Alzheimer’s Society responds to shameful inequality experienced by people dying with dementia

A new report highlights the shameful inequality between people dying with dementia and those dying without the condition.

This is according to the National Dementia Intelligence Network and National End of Life Care Intelligence Network briefing published by Public Health England (PHE) today (Thursday 29 September 2016).

Two thirds of the general population said they would prefer to die at home. This means with over 208,000 deaths with a mention of dementia recorded in 2012-14, approximately 140,000 people with dementia may have wanted to die at home but in reality, only 16,500 did.

Only 8% of people who die with dementia pass away at home, compared to 21% of the general population aged 65+. The majority (58%) of deaths of people with dementia over the age of 65 occurred in a care home. By comparison, a quarter (25%) of all deaths in the general population aged over 65 happen in a care home setting.

Services are currently not equipped to help people with dementia to die at home. Public Health England’s recommendations include focusing on dementia-specific palliative services, improving the adoption and quality of advanced care planning, and advocating GP-led holistic reviews for more co-ordinated care.

Martina Kane, Senior Policy Officer at Alzheimer’s Society said: 

“Dementia is still being overlooked as a terminal illness. Consequently, we continue to see the sustained failure to prepare and plan for end of life care for people with the condition. Everyone has the right to a dignified death in a place of their choosing, yet this report shows people with dementia are shamefully being treated as second class citizens.

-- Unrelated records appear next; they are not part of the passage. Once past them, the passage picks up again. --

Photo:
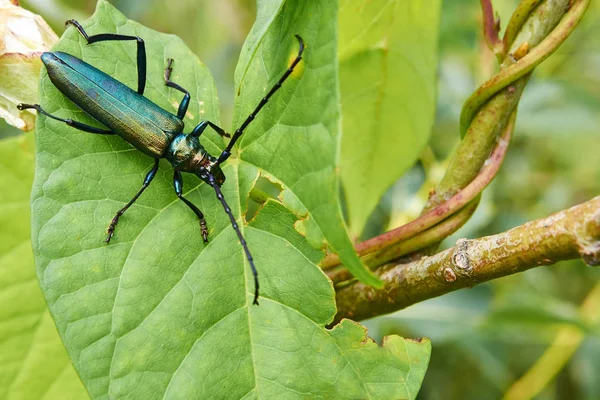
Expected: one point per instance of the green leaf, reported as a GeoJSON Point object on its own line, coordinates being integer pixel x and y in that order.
{"type": "Point", "coordinates": [388, 64]}
{"type": "Point", "coordinates": [303, 120]}
{"type": "Point", "coordinates": [33, 361]}
{"type": "Point", "coordinates": [158, 313]}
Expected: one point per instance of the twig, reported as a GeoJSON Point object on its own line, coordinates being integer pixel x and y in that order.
{"type": "Point", "coordinates": [568, 234]}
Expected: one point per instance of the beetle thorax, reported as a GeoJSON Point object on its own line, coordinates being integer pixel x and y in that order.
{"type": "Point", "coordinates": [187, 154]}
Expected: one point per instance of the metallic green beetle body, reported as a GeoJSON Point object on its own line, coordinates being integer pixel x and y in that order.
{"type": "Point", "coordinates": [149, 128]}
{"type": "Point", "coordinates": [135, 118]}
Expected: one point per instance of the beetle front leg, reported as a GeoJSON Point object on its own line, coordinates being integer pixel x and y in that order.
{"type": "Point", "coordinates": [75, 124]}
{"type": "Point", "coordinates": [178, 184]}
{"type": "Point", "coordinates": [113, 224]}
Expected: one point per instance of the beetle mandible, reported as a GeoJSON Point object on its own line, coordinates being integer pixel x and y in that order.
{"type": "Point", "coordinates": [149, 128]}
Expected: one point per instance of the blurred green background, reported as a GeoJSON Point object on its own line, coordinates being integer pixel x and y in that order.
{"type": "Point", "coordinates": [486, 337]}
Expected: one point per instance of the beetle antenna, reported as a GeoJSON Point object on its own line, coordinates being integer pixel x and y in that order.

  “One tenth of all recorded deaths are due to dementia, and it’s heart-breaking that so many people with the condition are spending their final days in unfamiliar surroundings. Some are not dying where they had hoped; others are dying in pain, or without dignity.”

  “More advanced care planning is needed, a greater understanding of people's wishes towards the end of life, and a push to provide more services in the community, allowing people remain where they want to be, at home, when possible”.